COSC 40803 Advanced Topics in Computer Hardware. Prerequisite: Permission of instructor. Advanced topics of current interest in computer hardware, such as computer design, computer networks, advanced computer graphics. Students will study current literature. May be repeated for credit when topic changes.

COSC 40903 Advanced Topics in Computer Software. Prerequisite: Permission of instructor. Advanced topics of current interest in computer software, such as natural language programming, advanced operating systems, advanced compiler design, file structures, advanced database. Students will study current literature. May be repeated for credit when topic changes.

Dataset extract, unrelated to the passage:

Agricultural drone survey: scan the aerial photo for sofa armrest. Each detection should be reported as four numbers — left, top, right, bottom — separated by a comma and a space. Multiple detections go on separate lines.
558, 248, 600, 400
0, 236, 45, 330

COSC 40943 Software Engineering. Prerequisite: Senior standing. Stages of the software development lifecycle (requirements analysis, specification, design, implementation, testing), evolution, and quality assurance. Classical and alternative process models and techniques are described and discussed. Management issues, professional responsibilities, and ethics of the profession are covered. Includes team projects and individual requirements analysis effort.

COSC 40993 Senior Design Project. Prerequisite: COSC 40943. Senior computer science majors are required to demonstrate their mastery of several computer science topics and their ability to communicate the results of their efforts to others. They are required to identify and analyze a computer science problem, develop and implement a workable solution to the problem, and then document the results of their efforts.

COSC 50123 Object-Oriented Design and Programming. Prerequisite: COSC 30403 or permission of instructor. Introduction to object-oriented techniques including design methodologies and programming language support. Survey of new languages and extensions to existing languages which provide support for encapsulation, inheritance, and polymorphism.

COSC 50133 Formal Languages. Prerequisites: COSC 40603. Languages and grammars which can be characterized in formal terms, for the purpose of constructing models for artificial (computer) languages. Topics will include finite automata, push down automata, Turing machines, solvable and unsolvable problems, etc.

COSC 50970 Special Topics in Computer Science. Prerequisite: Permission of instructor. (1-6 semester hours).